Daniel Taub named new Israeli ambassador to London

British-born diplomat who will replace Ron Prosor considered an authority on humanitarian law and counterterrorism.

london 224 88 (photo credit: Courtesy)
london 224 88
(photo credit: Courtesy)
The Foreign Ministry’s senior appointments committee on Monday named Britishborn, highly regarded 18-year ministry-veteran Daniel Taub as the next ambassador to London, and was immediately skewered by the ministry’s workers committee, which issued a statement calling Taub a “junior employee” not ready for the position.
Taub, whose appointment now goes to the full cabinet for approval, is slated to replace Ron Prosor, who recently took up his post as ambassador to the UN.
Earlier this year Foreign Minister Avigdor Lieberman blocked Prime Minister Binyamin Netanyahu’s first choice for the job, former national security adviser Uzi Arad, saying there were many qualified candidates from within the ministry – some of whom were born in Britain – for the sought-after position.
Taub, currently the Foreign Ministry’s senior deputy legal adviser, is an authority on humanitarian law, international organizations and counterterrorism. He has served on Israel’s negotiating teams during talks with both the Palestinians and the Syrians, and was co-opted by the prime minister last September as part of his small team that negotiated for just a few weeks with the Palestinians.
Just recently he was on the Israeli team that presented Israel’s case to the UN Committee investigating last year’s Mavi Marmara raid.
Taub took part in 2008 in the negotiations between then-foreign minister Tzipi Livni and the PLO’s Ahmed Qurei. He has represented Israel at the International Court of Justice and – because of his fluent English, knowledge of the issues, and communications skills – has been called upon numerous times to act as an ad hoc spokesman for the ministry.
Taub, married with six children, holds degrees from Oxford and Harvard, and was a debating champion during his days at Oxford.
One Foreign Ministry official said that what bothered the workers committee about the appointment was that Taub did not go through the ministry’s cadets’ course for diplomats, and that in gaining the appointment he leapfrogged over a number of diplomats with more seniority and experience in embassies abroad.
Among other diplomats vying for the job were Baruch Bina, the ministry’s deputy director-general for North America and Jeremy Issacharoff, the deputy director- general for strategic affairs.
Both have extensive experience in embassies abroad, something Taub lacks.
Hanan Goder-Goldberger, the workers committee’s cohead who himself was appointed on Sunday as envoy to Nepal, said that the objections were not against Taub personally, but rather that the minister decided to promote a “junior employee” to one of the ministry’s most senior posts.
Goder-Goldberger issued a statement saying the workers committee “strongly condemns” the appointment, and that the appointments committee “ignored talented employees of the Foreign Ministry and chose to appoint a junior employee who had never served overseas and managed a team of employees, as is customary in Israel’s embassies around the world.”
Junior employees needed to “learn the profession before being appointed a diplomat or ambassador,” according to the statement.

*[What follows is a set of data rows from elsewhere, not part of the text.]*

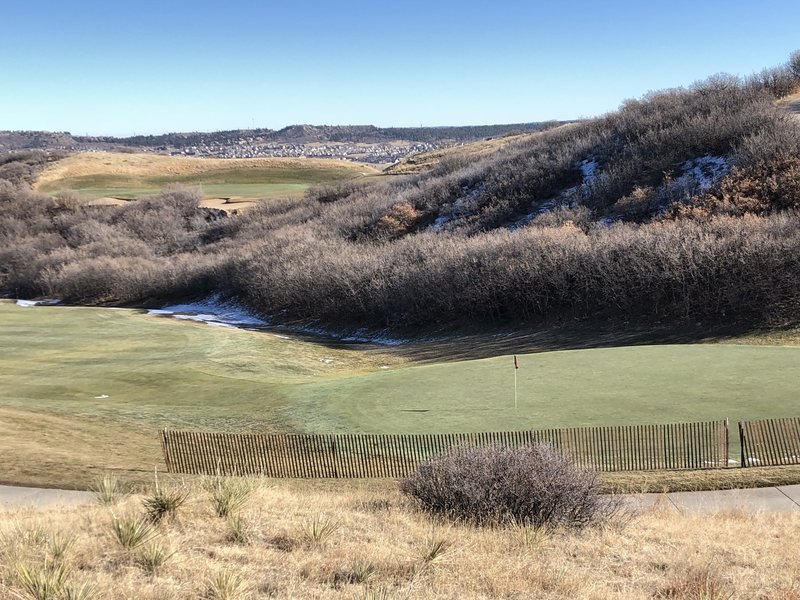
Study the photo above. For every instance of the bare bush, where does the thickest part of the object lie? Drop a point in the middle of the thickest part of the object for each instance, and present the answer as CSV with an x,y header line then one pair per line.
x,y
532,485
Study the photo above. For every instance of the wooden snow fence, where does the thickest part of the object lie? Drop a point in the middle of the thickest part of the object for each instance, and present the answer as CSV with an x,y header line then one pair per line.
x,y
770,442
621,448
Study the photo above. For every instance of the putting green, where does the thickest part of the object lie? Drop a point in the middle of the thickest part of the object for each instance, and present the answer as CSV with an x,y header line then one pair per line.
x,y
85,389
644,384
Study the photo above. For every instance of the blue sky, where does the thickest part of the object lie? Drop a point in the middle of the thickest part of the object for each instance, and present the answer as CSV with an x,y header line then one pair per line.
x,y
118,68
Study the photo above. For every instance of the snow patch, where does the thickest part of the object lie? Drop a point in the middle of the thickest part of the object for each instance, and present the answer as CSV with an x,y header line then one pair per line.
x,y
439,223
589,169
704,172
212,311
45,302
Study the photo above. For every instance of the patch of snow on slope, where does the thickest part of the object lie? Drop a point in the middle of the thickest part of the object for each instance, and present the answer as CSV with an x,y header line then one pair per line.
x,y
212,311
589,169
705,171
46,302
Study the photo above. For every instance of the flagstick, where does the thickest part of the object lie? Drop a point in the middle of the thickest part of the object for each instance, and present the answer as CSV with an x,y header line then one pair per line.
x,y
515,388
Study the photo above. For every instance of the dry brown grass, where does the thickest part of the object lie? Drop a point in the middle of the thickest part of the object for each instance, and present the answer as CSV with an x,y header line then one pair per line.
x,y
384,549
88,164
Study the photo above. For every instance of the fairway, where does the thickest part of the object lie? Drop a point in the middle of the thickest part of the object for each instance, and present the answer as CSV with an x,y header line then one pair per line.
x,y
86,389
129,176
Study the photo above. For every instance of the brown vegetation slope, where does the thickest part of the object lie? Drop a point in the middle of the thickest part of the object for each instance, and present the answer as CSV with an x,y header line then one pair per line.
x,y
296,541
681,206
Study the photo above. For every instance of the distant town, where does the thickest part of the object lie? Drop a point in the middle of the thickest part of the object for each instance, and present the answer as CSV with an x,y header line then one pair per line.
x,y
364,143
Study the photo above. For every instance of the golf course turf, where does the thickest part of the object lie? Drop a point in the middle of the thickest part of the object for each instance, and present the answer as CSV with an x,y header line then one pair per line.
x,y
88,388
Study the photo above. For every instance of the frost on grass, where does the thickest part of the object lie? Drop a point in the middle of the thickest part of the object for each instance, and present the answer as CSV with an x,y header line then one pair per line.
x,y
213,311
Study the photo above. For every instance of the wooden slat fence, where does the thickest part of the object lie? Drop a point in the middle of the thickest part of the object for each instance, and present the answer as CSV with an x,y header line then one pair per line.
x,y
770,442
624,448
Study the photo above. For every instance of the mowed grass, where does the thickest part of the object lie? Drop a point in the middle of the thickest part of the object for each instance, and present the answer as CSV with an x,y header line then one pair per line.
x,y
120,175
57,427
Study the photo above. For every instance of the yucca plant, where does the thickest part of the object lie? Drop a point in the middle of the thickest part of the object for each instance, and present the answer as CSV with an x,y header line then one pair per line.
x,y
132,532
229,494
239,529
227,585
43,582
164,502
319,529
433,550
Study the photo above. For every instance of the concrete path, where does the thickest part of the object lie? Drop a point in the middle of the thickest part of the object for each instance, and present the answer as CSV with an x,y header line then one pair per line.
x,y
16,497
773,499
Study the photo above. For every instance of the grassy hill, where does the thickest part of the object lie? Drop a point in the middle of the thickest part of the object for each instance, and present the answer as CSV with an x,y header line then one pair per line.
x,y
98,175
680,207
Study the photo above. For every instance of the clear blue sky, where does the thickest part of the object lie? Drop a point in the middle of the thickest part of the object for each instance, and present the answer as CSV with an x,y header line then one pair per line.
x,y
123,67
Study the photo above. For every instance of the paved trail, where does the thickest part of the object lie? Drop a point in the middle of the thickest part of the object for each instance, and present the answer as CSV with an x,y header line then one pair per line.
x,y
15,497
772,499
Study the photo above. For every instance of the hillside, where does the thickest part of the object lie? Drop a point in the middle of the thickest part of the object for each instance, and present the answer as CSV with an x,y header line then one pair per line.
x,y
682,206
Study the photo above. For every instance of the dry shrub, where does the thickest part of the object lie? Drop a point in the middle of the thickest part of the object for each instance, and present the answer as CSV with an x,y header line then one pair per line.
x,y
495,484
697,583
764,187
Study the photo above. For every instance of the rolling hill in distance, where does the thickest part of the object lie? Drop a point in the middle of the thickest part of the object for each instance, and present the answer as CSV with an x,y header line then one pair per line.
x,y
679,207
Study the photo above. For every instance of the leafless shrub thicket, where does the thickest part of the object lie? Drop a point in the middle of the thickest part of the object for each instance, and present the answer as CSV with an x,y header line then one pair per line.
x,y
530,485
593,219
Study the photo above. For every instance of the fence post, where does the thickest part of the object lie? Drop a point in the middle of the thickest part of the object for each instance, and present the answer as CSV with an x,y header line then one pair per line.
x,y
743,443
165,450
727,443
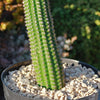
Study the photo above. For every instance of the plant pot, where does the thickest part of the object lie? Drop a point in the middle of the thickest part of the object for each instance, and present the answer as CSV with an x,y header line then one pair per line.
x,y
10,95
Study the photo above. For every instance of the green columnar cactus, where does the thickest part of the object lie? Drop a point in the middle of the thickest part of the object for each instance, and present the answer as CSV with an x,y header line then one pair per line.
x,y
44,53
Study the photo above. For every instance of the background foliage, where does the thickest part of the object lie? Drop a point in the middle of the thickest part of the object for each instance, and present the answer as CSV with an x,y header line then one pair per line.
x,y
80,18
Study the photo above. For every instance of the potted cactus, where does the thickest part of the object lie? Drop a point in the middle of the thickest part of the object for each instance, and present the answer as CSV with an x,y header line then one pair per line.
x,y
43,44
48,68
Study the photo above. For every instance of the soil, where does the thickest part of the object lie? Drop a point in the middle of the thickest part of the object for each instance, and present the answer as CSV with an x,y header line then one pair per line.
x,y
1,93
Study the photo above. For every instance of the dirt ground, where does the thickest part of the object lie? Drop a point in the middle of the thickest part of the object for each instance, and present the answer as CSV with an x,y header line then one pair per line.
x,y
1,93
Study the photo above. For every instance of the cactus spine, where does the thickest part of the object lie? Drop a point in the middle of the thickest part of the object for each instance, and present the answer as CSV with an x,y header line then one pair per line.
x,y
43,44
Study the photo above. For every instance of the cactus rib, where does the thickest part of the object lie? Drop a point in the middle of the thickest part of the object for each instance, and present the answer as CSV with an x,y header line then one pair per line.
x,y
43,44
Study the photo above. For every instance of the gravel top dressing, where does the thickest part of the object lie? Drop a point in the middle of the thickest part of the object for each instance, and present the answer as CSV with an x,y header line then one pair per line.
x,y
80,82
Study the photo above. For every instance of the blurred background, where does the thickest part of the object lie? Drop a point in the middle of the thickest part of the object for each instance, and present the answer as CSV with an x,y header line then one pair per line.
x,y
77,27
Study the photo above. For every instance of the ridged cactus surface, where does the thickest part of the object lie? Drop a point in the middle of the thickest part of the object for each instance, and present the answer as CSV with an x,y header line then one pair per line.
x,y
44,53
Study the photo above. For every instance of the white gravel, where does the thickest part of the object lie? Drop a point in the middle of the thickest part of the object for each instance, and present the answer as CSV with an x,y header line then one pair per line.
x,y
80,82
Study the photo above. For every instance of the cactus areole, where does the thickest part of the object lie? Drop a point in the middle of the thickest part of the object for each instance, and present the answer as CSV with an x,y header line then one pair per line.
x,y
44,55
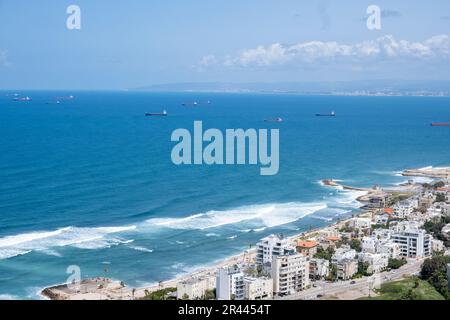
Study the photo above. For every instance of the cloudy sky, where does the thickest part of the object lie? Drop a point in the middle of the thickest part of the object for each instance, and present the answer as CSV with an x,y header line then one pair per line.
x,y
126,44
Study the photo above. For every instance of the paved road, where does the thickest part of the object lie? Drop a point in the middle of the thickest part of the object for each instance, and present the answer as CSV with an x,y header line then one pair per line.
x,y
364,285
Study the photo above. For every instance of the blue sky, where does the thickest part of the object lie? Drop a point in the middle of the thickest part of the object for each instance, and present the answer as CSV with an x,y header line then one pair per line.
x,y
126,44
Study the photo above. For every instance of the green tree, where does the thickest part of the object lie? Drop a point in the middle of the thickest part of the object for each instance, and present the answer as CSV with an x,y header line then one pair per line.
x,y
396,263
440,197
356,245
185,297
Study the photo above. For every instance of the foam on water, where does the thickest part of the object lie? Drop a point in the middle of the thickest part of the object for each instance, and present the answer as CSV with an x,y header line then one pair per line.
x,y
46,241
269,215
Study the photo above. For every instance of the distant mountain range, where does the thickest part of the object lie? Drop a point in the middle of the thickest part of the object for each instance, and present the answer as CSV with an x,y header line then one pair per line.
x,y
367,87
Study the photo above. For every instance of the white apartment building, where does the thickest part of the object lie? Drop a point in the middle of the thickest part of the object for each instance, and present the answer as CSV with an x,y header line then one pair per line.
x,y
389,249
406,207
377,262
346,269
290,274
413,242
343,253
381,219
448,276
258,288
405,225
270,247
319,268
437,245
361,223
382,246
381,234
195,288
369,244
230,283
446,230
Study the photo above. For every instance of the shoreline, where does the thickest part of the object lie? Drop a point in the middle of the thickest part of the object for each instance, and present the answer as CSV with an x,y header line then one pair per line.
x,y
248,255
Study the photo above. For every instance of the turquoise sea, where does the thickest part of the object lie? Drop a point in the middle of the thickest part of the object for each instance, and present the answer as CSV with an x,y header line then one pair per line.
x,y
90,181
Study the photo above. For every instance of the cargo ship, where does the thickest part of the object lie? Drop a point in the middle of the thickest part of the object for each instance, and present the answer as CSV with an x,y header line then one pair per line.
x,y
157,114
273,120
331,114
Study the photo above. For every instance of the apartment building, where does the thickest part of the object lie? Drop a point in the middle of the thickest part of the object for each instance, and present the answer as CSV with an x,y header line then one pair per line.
x,y
413,242
230,283
258,288
290,274
195,288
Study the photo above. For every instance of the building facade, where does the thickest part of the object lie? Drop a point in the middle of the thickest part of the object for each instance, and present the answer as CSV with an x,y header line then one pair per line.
x,y
258,288
194,289
230,283
290,274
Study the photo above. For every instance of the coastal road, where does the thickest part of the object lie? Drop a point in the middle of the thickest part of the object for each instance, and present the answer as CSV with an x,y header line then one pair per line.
x,y
357,288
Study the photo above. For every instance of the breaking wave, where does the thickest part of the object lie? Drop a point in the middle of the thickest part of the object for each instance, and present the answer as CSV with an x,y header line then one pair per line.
x,y
269,215
83,238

It characterized the appointment as an attempt by Lieberman to manage the ministry as if it were “a branch of a political party,” and said it was the result of a system that did not set firm criteria for appointments to the Foreign Service.
One Foreign Ministry official explained that there was a long, simmering bureaucratic dispute inside the ministry between diplomatic staff who entered it through the cadets’ course, and those who joined the ministry either as administrative workers or, as in Taub’s case, reinforcements for the legal department.
Taub is out of the country and could not be reached for comment.
One senior ministry official, however, dismissed the workers committee’s protests, saying that those opposed to the appointment were complaining simply because they thought the only criteria for appointments such as these should be “seniority, not intelligence or capability.”
“The only really difficult thing about the Taub appointment,” the official said, “is that it will be impossible to find someone to replace him in the legal department.”
The appointment’s committee also named Joel Lion, currently the spokesman at the consulate in New York, as the new consul-general in Montreal.